Of course, it’s difficult for a publicly traded company to tell shareholders it is going to shrink its sales volume. It doesn’t happen often, though Siegel cites Ralph Lauren and Coach as brands that pulled it off in the past few years. But Under Armour can use coronavirus as the excuse, especially since 2020 is looking like a reset year for everyone in retail (aside from those declaring bankruptcy). As Siegel says, “If every company takes COVID-19 and just tries to get through it, all we’re going to end up with on the other end is the same damaged retail business, with a few fewer department stores.”
But there’s another hurdle standing in the way of Under Armour shrinking itself: the strategy is likely antithetical to cofounder Kevin Plank’s philosophy.
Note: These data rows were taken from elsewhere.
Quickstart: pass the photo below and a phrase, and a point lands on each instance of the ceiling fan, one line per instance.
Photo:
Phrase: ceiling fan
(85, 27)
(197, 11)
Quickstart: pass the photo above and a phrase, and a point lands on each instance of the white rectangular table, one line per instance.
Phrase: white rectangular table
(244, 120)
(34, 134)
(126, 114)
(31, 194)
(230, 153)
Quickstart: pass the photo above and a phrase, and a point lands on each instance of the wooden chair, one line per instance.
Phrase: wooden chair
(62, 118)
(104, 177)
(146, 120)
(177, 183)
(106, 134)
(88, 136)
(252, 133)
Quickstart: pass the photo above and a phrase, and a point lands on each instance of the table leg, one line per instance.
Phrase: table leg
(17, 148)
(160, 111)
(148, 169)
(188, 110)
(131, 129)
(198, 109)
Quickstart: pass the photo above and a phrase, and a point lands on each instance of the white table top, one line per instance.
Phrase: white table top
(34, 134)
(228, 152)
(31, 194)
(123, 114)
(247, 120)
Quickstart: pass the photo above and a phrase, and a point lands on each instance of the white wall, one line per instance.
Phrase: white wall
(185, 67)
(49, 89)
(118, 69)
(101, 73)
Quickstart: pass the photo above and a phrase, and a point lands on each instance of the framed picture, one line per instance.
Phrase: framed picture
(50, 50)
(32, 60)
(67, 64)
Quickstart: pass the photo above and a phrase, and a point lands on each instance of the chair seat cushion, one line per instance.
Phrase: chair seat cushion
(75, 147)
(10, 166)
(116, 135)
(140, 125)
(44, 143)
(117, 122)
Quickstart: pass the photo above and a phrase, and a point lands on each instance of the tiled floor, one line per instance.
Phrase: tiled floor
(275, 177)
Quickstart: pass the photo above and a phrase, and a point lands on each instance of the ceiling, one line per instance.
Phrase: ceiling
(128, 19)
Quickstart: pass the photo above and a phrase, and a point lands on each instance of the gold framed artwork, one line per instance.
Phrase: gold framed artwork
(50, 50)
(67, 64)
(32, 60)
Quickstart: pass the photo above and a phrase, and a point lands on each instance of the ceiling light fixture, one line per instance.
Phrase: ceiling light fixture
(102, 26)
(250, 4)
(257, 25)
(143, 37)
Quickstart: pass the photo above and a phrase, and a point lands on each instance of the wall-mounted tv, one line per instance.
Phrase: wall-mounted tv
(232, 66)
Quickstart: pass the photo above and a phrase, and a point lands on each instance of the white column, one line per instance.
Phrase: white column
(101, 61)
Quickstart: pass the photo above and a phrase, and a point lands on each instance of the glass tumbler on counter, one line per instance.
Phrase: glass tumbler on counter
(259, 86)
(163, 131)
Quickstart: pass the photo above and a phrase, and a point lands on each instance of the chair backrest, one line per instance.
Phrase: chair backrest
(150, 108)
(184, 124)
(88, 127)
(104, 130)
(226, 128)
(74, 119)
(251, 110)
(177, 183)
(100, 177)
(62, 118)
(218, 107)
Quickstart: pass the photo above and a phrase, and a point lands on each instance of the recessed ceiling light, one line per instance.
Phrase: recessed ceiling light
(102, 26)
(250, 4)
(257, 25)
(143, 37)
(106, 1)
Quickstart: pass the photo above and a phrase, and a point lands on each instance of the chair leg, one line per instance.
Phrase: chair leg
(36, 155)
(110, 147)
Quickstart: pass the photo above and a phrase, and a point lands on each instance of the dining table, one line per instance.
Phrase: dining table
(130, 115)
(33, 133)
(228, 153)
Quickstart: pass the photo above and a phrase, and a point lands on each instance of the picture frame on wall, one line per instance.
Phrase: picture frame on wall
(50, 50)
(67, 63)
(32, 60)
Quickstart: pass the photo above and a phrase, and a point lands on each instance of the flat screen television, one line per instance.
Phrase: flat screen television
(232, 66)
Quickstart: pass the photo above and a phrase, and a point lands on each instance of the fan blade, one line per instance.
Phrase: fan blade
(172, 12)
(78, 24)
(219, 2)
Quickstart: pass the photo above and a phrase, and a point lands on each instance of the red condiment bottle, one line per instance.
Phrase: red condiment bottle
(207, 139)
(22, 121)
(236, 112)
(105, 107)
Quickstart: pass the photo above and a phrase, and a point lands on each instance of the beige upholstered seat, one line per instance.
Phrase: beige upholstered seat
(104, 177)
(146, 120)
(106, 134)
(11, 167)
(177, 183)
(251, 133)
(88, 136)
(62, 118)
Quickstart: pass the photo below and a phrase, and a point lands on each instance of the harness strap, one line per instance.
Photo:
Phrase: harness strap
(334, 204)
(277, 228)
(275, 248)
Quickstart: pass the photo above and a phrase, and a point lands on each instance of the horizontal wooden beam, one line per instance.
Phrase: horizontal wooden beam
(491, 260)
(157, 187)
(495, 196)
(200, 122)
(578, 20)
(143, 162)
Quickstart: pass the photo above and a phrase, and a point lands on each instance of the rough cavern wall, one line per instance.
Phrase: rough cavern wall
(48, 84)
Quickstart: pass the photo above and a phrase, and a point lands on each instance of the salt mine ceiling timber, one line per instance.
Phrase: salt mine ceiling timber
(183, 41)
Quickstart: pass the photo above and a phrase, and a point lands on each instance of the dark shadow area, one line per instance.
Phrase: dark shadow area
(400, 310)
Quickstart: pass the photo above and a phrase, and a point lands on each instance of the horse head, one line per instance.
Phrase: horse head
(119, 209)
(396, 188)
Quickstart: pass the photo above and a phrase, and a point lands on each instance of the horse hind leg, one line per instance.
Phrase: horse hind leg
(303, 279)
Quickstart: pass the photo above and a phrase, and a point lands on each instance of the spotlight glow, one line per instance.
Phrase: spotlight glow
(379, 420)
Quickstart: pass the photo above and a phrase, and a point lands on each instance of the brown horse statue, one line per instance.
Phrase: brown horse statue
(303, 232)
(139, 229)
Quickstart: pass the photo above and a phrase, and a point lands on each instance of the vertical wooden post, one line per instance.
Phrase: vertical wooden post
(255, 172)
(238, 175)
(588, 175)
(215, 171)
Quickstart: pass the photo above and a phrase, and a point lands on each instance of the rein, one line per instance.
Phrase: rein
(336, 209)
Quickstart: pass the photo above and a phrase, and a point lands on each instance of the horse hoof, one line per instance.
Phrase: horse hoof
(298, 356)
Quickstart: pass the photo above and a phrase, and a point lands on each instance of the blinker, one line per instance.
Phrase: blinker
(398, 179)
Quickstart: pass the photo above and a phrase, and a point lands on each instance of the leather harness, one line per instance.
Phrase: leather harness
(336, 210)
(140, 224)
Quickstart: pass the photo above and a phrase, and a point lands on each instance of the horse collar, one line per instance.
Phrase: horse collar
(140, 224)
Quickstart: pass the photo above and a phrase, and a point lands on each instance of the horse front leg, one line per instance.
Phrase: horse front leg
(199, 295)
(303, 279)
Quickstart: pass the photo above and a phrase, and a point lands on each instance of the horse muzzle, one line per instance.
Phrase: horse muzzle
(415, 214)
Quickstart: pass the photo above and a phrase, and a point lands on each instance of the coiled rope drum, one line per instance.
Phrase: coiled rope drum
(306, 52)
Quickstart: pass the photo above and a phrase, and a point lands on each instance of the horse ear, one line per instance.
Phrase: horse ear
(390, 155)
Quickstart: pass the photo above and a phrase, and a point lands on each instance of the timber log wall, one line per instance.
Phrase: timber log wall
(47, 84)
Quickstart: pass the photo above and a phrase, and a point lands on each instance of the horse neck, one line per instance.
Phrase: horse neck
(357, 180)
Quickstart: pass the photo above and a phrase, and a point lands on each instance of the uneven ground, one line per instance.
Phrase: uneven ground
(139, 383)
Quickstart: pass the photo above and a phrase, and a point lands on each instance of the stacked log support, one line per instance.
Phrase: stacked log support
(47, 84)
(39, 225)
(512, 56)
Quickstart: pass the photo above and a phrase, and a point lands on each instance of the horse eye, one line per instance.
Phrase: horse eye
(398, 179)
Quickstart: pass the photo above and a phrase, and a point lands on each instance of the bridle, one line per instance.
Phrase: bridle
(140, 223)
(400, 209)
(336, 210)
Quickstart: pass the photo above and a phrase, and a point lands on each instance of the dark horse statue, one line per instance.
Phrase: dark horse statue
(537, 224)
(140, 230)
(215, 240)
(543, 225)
Patrik Frisk, formerly of Aldo, took over as CEO in January, but Plank, now chairman of the board, is still seen by many as the man steering the ship at Under Armour, much like Bob Iger at Disney. (Under Armour’s press release last October announcing Frisk as CEO said he will “report to Kevin Plank.”)
To be clear, Under Armour has given no indication it will shrink its sales volume as a strategy toward profitability. The move may be unlikely. But as sales continue to decline in many key areas—indicating that the brand just isn’t resonating like it once did—something needs to change.